Facebook sanzionato da Antitrust italiana per 7 milioni di euro: ora risarcisca gli Utenti!

Per AdC  le motivazioni del Garante di “Non aver ottemperato alle indicazioni di rimuovere la pratica scorretta sull’utilizzo dei dati degli utenti e non aver pubblicato la dichiarazione rettificativa richiesta dall’Autorità” con cui la multinazionale è stata sanzionata non avendo ottemperato a quanto disposto nel novembre 2018 ( anno in cui era già stata sanzionata per 5 milioni di euro) legittimano una richiesta risarcitoria da parte degli Utenti nell’ambito di una azione collettiva (diversa dalla Class Action) che Avvocatideiconsumatori intende promuovere.

 L’Autorità ha infatti accertato che Facebook ha indotto ingannevolmente gli utenti a registrarsi sulla sua piattaforma non informandoli subito e in modo adeguato dell’attività di raccolta, con intento commerciale, dei dati da loro forniti e, più in generale, delle finalità remunerative sottese al servizio, enfatizzandone la gratuità dando informazioni “generiche e incomplete” tra l’utilizzo dei dati per la personalizzazione del servizio e per realizzare campagne pubblicitarie mirate.

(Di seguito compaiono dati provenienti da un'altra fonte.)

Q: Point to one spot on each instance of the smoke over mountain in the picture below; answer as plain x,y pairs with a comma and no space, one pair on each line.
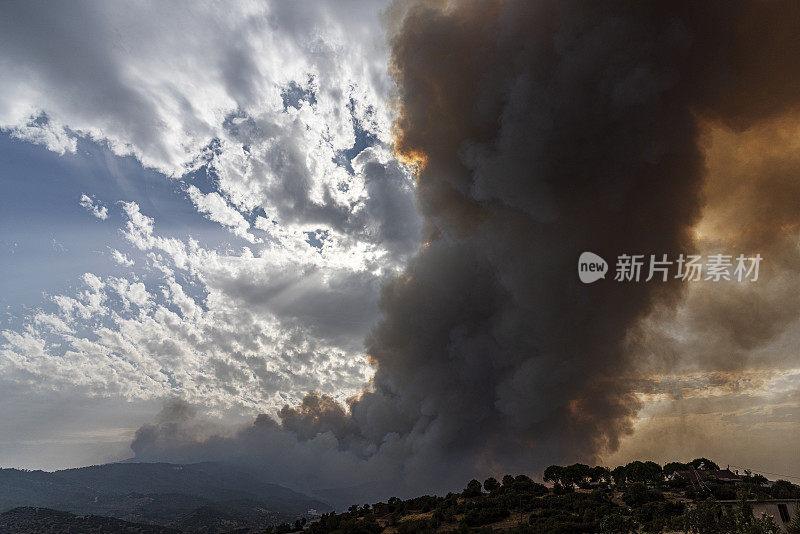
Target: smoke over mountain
540,130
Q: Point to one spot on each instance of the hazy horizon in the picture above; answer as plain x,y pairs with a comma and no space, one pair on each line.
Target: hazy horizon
339,241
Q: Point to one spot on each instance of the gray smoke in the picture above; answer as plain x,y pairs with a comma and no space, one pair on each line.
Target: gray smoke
541,130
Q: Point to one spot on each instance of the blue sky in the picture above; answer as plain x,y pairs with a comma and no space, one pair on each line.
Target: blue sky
212,230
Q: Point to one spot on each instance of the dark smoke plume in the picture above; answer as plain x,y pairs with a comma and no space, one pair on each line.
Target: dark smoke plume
541,129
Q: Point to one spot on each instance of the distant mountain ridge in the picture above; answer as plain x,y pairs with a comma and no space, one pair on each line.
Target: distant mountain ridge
157,493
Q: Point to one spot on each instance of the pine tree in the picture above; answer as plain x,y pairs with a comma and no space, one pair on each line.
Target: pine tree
794,526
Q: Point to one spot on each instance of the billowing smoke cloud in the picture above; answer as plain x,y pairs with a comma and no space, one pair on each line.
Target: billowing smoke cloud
540,130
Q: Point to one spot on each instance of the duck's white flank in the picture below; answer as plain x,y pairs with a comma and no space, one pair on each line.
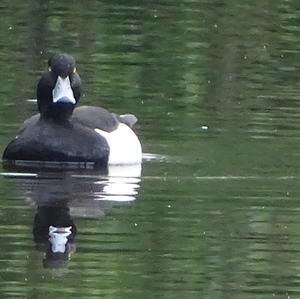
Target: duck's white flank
125,147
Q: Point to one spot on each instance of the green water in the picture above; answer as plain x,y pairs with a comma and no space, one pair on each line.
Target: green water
216,211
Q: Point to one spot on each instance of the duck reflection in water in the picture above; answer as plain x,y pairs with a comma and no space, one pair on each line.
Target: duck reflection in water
63,197
54,233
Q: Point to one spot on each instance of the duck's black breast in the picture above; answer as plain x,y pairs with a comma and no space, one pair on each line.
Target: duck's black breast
41,140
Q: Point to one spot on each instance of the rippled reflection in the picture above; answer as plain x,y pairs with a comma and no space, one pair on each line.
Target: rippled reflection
61,197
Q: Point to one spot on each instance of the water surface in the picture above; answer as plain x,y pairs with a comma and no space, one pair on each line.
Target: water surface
215,211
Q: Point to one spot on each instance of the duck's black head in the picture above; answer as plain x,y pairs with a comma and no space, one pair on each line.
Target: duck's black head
59,88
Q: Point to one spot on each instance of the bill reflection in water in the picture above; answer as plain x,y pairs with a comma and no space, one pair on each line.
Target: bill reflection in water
61,197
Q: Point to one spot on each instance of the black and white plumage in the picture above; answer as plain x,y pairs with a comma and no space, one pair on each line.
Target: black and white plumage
63,133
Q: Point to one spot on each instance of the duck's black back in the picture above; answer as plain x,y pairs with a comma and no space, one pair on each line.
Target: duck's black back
41,140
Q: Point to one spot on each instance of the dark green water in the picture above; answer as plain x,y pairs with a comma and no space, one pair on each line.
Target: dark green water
216,211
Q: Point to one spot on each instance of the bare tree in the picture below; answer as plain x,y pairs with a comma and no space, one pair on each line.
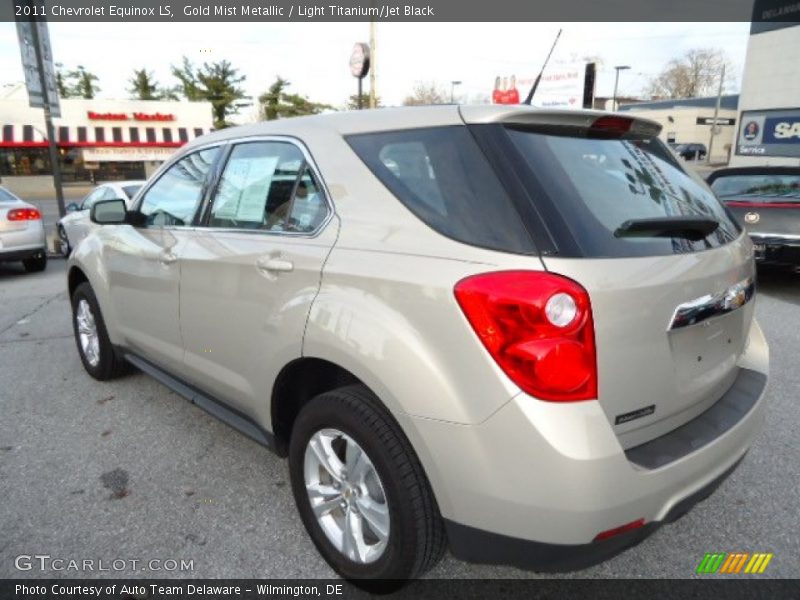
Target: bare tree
425,92
693,75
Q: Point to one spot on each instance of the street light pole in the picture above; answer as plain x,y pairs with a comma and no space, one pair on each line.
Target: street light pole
55,164
714,126
453,85
373,93
616,85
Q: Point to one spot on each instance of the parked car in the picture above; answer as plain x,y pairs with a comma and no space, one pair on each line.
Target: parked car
524,334
766,201
75,225
691,151
21,233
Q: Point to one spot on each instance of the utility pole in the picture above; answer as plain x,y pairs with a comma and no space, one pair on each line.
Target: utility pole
373,94
453,85
714,126
616,85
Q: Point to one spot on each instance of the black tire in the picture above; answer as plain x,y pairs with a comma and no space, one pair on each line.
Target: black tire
109,364
66,249
416,538
36,263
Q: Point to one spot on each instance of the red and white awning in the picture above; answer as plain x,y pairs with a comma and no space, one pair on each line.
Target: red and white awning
16,135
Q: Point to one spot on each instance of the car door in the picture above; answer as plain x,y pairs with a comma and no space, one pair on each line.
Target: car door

Facebook “non ha pubblicato la dichiarazione rettificativa e non ha cessato la pratica scorretta accertata: pur avendo eliminato il claim di gratuità in sede di registrazione alla piattaforma, ancora non si fornisce un’immediata e chiara informazione sulla raccolta e sull’utilizzo a fini commerciali dei dati degli utenti”.

Secondo l’Autorità “si tratta di informazioni di cui il consumatore necessita per decidere se aderire al servizio, alla luce del valore economico assunto per Facebook dai dati ceduti dall’utente, che costituiscono il corrispettivo stesso per l’utilizzo del servizio”.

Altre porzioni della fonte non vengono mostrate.